1980. Un complot, mêlant militaires et mafia, vise à s’emparer du contrôle des gisements de pétrole mexicains. Le Commander et la Mama sont chargés par le sénateur Holden d’enquêter. Kovask interroge une famille mafieuse américaine, chantage à l’appui, tandis que la Mama se rend sur place, au Mexique.
Les romans d’espionnage sont souvent violents, parfois gore (S.A.S., par exemple), mais ils suivent rarement la voie de l’horreur et du macabre à proprement parler. La violence est juste un élément plus ou moins réaliste qui sert à pimenter une intrigue qui pourrait autrement n’être qu’une simple enquête policière d’un type un peu particulier.
Parfois, cependant, les vampires, vrais ou faux, sont de sortie (L’AFFAIRE DU VAMPIRE, COUP DE SANG POUR LECOMTE) quand on n‘a pas affaire à une invasion de rats pré-James Herbert (L’ARTISTE FRAPPE LES TROIS COUPS).

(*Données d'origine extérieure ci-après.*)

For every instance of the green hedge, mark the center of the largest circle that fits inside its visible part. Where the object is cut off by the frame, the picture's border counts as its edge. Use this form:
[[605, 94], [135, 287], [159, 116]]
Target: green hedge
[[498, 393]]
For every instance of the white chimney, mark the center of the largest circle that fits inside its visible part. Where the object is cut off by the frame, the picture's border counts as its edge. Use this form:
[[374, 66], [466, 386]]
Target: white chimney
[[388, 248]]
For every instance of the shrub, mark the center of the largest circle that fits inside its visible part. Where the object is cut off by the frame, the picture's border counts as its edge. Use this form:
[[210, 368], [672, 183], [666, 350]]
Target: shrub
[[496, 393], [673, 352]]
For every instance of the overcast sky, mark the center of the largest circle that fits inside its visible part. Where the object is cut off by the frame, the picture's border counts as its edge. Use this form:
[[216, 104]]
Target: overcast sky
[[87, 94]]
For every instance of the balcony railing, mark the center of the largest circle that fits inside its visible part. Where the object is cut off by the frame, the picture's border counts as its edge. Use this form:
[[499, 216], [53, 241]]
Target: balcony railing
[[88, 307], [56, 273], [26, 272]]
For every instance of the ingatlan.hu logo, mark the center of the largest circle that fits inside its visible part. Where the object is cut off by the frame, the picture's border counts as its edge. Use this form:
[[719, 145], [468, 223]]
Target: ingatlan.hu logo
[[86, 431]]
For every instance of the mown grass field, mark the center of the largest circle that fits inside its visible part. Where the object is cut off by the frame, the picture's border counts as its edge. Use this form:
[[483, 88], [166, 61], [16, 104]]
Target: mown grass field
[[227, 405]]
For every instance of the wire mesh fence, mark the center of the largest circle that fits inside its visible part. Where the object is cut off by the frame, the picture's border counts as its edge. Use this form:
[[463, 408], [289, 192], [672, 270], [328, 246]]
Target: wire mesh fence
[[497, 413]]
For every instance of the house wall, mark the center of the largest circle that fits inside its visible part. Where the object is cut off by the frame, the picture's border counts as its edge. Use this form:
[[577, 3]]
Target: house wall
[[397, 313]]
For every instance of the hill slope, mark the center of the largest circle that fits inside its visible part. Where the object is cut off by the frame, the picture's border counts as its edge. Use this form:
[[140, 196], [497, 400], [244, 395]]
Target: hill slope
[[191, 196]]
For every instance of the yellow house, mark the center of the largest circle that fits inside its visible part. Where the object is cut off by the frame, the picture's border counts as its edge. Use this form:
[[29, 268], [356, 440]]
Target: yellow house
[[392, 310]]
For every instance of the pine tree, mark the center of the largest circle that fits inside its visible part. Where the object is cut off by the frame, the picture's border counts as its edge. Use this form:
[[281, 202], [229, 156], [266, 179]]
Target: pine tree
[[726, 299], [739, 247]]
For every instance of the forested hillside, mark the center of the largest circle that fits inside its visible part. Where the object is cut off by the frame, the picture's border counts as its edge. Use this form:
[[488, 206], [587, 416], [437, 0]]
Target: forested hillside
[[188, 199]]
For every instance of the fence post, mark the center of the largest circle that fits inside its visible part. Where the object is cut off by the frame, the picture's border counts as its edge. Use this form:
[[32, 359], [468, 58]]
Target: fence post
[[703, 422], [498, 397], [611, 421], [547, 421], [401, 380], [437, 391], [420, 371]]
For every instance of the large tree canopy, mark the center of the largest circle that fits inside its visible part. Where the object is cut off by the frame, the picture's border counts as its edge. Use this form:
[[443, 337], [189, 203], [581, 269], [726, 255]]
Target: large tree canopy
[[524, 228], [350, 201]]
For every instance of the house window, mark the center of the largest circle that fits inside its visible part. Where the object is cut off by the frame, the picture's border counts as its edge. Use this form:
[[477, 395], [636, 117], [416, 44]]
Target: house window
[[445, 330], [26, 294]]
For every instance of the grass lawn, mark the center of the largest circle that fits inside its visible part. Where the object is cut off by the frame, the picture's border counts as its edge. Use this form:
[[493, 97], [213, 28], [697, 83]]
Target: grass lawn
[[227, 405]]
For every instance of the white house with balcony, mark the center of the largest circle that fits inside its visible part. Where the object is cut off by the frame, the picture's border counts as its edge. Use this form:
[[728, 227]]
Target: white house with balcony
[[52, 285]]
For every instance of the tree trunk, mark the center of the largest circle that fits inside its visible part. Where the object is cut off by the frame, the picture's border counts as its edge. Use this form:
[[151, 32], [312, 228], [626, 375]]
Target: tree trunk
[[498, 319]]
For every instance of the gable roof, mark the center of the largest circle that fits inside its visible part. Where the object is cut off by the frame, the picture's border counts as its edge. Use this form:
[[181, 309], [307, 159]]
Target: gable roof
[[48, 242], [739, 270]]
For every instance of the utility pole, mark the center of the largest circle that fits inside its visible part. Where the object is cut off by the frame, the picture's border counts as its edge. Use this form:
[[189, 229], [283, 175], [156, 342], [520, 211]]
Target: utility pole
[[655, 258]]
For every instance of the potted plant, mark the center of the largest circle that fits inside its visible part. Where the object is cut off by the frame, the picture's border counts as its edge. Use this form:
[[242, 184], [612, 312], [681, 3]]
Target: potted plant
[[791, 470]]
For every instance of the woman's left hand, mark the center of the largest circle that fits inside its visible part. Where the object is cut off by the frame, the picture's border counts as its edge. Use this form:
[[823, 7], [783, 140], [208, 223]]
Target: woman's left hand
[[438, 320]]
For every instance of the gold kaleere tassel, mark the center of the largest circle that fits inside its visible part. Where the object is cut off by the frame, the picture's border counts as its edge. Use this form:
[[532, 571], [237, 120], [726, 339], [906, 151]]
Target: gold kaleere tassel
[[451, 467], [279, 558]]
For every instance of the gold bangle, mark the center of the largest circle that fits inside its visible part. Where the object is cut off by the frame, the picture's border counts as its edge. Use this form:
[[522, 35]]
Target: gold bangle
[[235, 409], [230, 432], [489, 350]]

C’est un peu le cas avec ces MOMIES DE MEXICO (beau titre, couverture photographique affreuse comme on le pratiquait à l’époque au Fleuve Noir). Pour la célèbre maison d’édition, G.-J. Arnaud s’était déjà montré intéressé par l’horreur avec ses 4 Angoisse (dont le très bon et cannibale DOSSIER ATREE). Quelques années plus tard, il rédigera 2 Gore tout aussi excellents. Dans cette nouvelle aventure du Commander, son héros d’Espionnage, il choisit la voie du bizarre avec une histoire de fausses momies (tendance cadavres desséchés, mexicaines et non égyptiennes à bandelettes) qui dissimulent en fait les (vrais) corps des victimes des comploteurs. La découverte de la maison du méchant, une sorte de nécrophile platonique, est épouvantable. On se croirait dans un PSYCHOSE puissance 10. Cela nous vaut quelques pages d’un glauque admirable.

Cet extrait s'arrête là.